The researchers examined data from a cross-sectional sexuality survey of students at two U.S. universities: one in the Midwest and one in the Southwest. The sample consisted of 1,504 non-Hispanic, white, never-married students who identified as heterosexual.
Of 16 possible combinations of four sexual activities (solitary masturbation, oral sex, vaginal intercourse, and anal intercourse), only four contained more than 5 percent of respondents: masturbation, oral sex, and vaginal intercourse (37 percent); oral sex and vaginal intercourse only (20 percent); all four (14 percent); and none (8 percent). Ever engaging in anal sex was reported by 20 percent. Forty-eight percent of women reported ever having masturbated, compared to 92 percent of men. Several challenges to sexual health including lack of verbal consent, alcohol use proximal to sex, and lack of contractive use -- were exhibited in analyses.
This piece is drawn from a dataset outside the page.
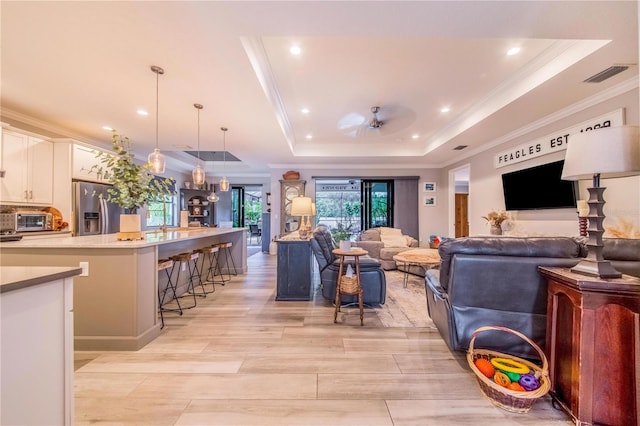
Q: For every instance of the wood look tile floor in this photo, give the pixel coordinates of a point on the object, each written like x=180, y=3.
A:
x=241, y=358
"Although few young adults are substituting it for vaginal intercourse, anal intercourse is increasingly common, and safer-sex efforts should encourage condom use during both sexual activities," the authors concluded. "Masturbation should be encouraged as an alternative to higher risk sexual practices and an essential aspect of sexual well being. Finally, practitioners should continue to address specific threats to students' sexual health, including alcohol use and non-verbal consent."